Migrant farm workers would get overtime pay under proposed NY law

Regional News

Migrant farm workers, for the first time, would receive overtime benefits under a proposed law which is gaining steam in the NY State Senate.

It’s known as the Farmworker Fair Labor Practices Act, which would give farm workers in New York collective bargaining rights, overtime, and a day of rest each week. “These are basic human rights and these are things that have been afforded to the rest of the country, why not farm workers here in the state of New York,” said State Senator Timothy Kennedy of Buffalo, one of the bill’s many co-sponsors.

But it’s the overtime rule specifically that Dennis Brawdy says would put his vegetable farm in Eden out of business.”Our business collectively lost about $200,000 last year and we barely broke even the two years before that,” said dennis Brady of D&J Brawdy Farms in Eden, Amos Zittel and Sons. “If we were under the auspices of mandatory overtime, it would cost our business about $200,000 this year.”

By federal law, the H2A workers who come here from Mexico on a visa make a higher minimum wage, $13.25 an hour.
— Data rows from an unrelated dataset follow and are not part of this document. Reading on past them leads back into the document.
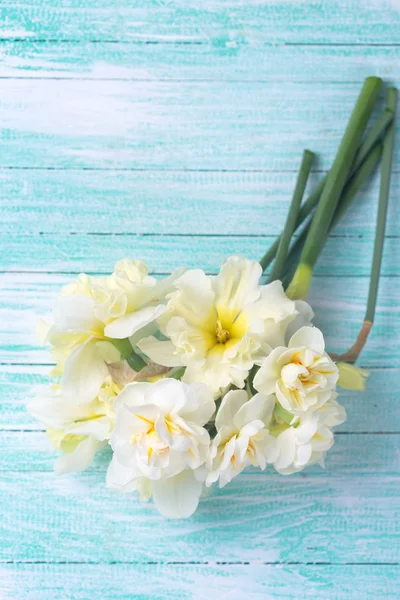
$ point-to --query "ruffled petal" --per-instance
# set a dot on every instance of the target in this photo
(308, 337)
(230, 405)
(127, 325)
(80, 459)
(162, 353)
(84, 373)
(177, 497)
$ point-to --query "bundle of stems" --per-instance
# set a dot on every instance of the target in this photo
(357, 157)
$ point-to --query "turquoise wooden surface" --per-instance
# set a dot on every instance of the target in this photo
(173, 130)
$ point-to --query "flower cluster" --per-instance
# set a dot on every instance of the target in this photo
(189, 379)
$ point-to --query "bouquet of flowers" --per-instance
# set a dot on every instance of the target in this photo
(192, 378)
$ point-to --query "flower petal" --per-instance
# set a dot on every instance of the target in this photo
(177, 497)
(75, 313)
(230, 405)
(260, 408)
(84, 374)
(119, 477)
(308, 337)
(162, 353)
(80, 459)
(304, 317)
(125, 326)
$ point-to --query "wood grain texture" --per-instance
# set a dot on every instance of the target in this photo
(259, 517)
(98, 253)
(164, 124)
(142, 202)
(187, 21)
(197, 582)
(229, 60)
(173, 130)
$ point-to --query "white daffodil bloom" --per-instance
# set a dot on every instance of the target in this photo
(308, 442)
(79, 430)
(160, 436)
(242, 436)
(218, 326)
(304, 317)
(301, 375)
(92, 309)
(351, 377)
(175, 497)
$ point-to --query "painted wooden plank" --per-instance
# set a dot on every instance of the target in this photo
(339, 304)
(165, 202)
(347, 457)
(375, 410)
(164, 124)
(234, 60)
(98, 253)
(269, 21)
(266, 518)
(197, 582)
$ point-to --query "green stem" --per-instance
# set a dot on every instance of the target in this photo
(335, 183)
(293, 214)
(362, 174)
(387, 160)
(124, 346)
(372, 137)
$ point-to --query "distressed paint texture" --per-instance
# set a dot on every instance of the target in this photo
(173, 130)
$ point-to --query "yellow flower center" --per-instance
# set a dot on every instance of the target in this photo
(222, 335)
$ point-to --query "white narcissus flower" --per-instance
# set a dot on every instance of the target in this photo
(218, 326)
(242, 436)
(123, 305)
(301, 375)
(160, 436)
(307, 442)
(351, 377)
(79, 430)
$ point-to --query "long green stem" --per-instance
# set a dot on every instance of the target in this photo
(354, 352)
(387, 160)
(362, 174)
(293, 214)
(372, 137)
(335, 183)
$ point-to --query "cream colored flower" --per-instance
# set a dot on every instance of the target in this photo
(307, 442)
(93, 309)
(218, 327)
(242, 436)
(160, 435)
(301, 375)
(351, 377)
(79, 430)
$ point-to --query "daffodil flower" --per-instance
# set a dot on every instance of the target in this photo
(301, 375)
(160, 436)
(307, 442)
(218, 326)
(242, 436)
(96, 309)
(79, 430)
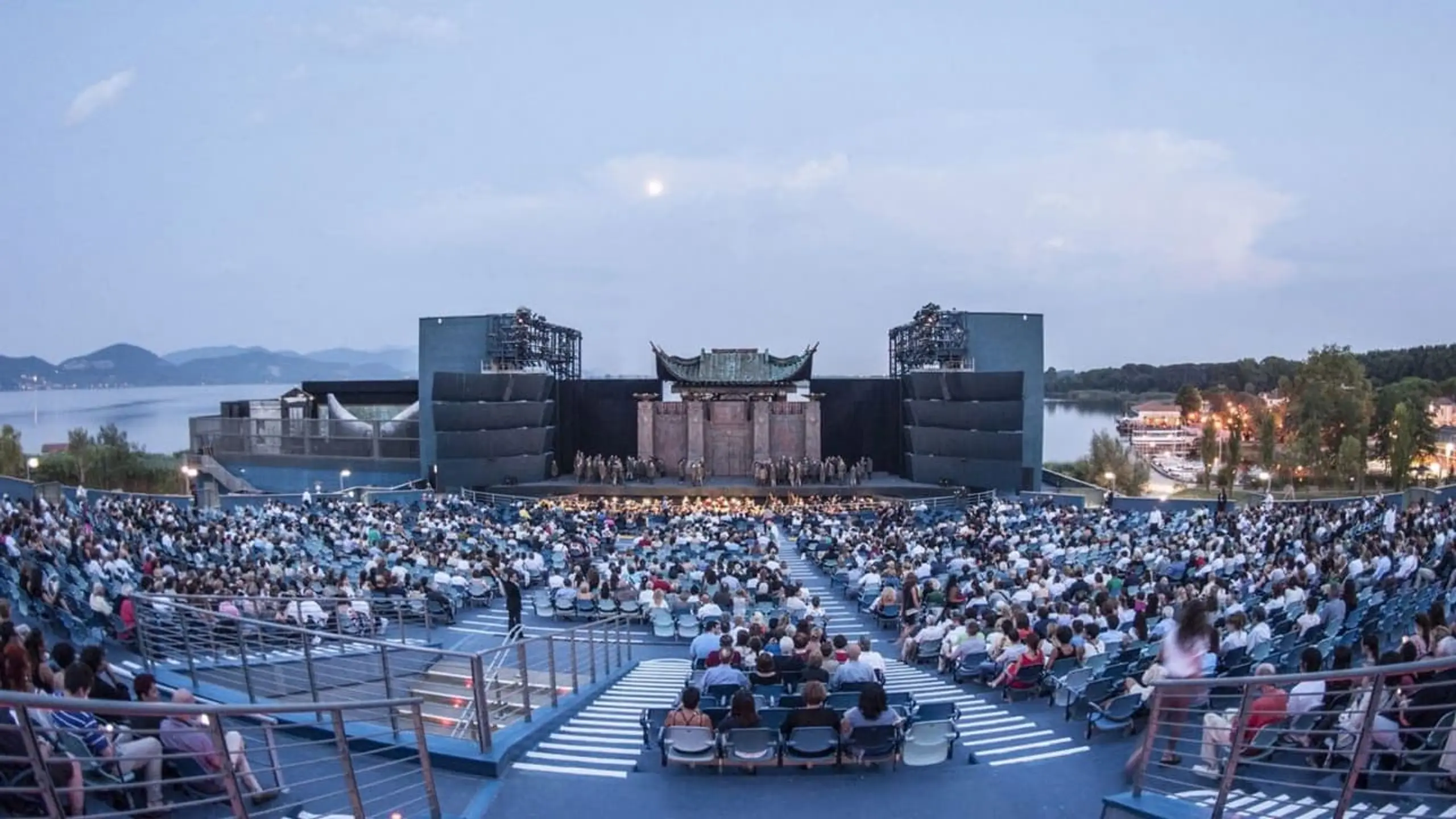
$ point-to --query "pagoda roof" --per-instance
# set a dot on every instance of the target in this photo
(734, 367)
The farm is also required to provide housing and travel expenses. Most of these workers hope to earn as much as they can in five months. When the weather is good, they work 12 hours or more per day.

If the farm attempted to keep all of its workers to an eight-hour work day, Israel Benitez, from Mexico, isn’t sure it would be worth spending his summers working in Western New York. “If that happens, probably we’re not coming here. We’re not coming back. So we try to find another place because you know if we work only forty ours, it’s not gonna be a lot of money for everything.”

Although it’s not even June yet, migrant workers were harvesting Romaine Lettuce on Thursday. Half of it will be sold locally to places like Tops and Wegmans. The other half will be sold in the New York City area, but Dennis Brawdy says farmers like him do not have the luxury of setting the wholesale price. “We would be very open to this idea if it was done at a national level, but to single us out in New York State and make us the sacrificial lamb when we can’t recoup those dollars doesn’t make any sense to me.”